Ne parlavo nei giorni scorsi col principe Carlo: c’è una sostenibilità ambientale, che è fondamentale – e pensiamo al cambiamento climatico – e ce n’è una economica, che significa lavorare meglio, con un giusto profitto, guadagnare per distribuire di più. C’è però anche una sostenibilità culturale e soprattutto spirituale: se lavoro con te e ti faccio una gentilezza, mi hai migliorato lo spirito. Se ti faccio lavorare davanti una vetrata, potendo guardare il cielo (come avviene nello stabilimento della Cucinelli, a Solomeo, ndr), sarai migliore.

Tornano sempre nei suoi discorsi due parole che si attagliano bene all’Italia che i nostri lettori possono visitare e sono le parole “Creato” e “garbo”.

Platone e Aristotele, Hobbes, Rousseau parlavano variamente di contratto sociale. Stavolta il contratto sociale è con il Creato, con la terra, con le sue creature, con gli animali, coi pesci. Ed è questo il garbo. Se io e lei pensiamo con garbo, gentilezza, non arroganza, cambiano le cose.

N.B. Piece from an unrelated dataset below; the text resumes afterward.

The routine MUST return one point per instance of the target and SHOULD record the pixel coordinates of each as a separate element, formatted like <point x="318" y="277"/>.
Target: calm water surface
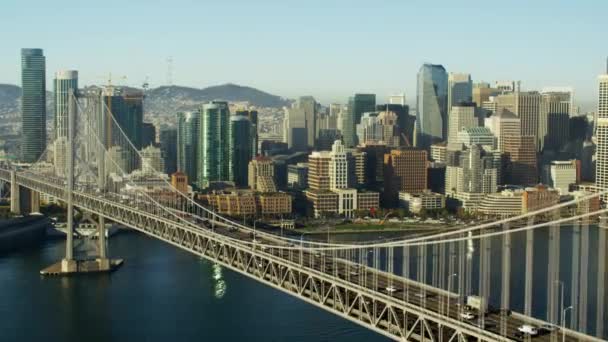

Non son tempi garbati, questi.

In questi giorni di guerra sono a tornare a guardare attentamente Tucidide quando descrive la guerra tra Sparte e Atene, e nel 431, ha questa bella espressione di Pericle che ha aveva ricevuto la dichiarazione di Sparta: sapeva d’esser più potente, però dice a se stesso una bella cosa, sull’impero: “L’impero è tirannide” – senta che bello! – “ma dalla tirannide non si può uscire impuniti”. Questo vale per tutti: tiranno lo puoi essere in mille modi, con la natura, con il Creato, con l’essere umano. Ecco perché credo che, se torna una sorta di nuovo Umanesimo, – porca miseria! – siamo in grado di cambiare il mondo. Noi italiani nel ’500 eravamo i mediatori dell’umanità: possiamo tornare a esserlo. Abbiamo bisogno di questo. L’arte di recuperare, di ristabilire, di riutilizzare è per ognuno di noi per ogni cosa, per ogni essere umano.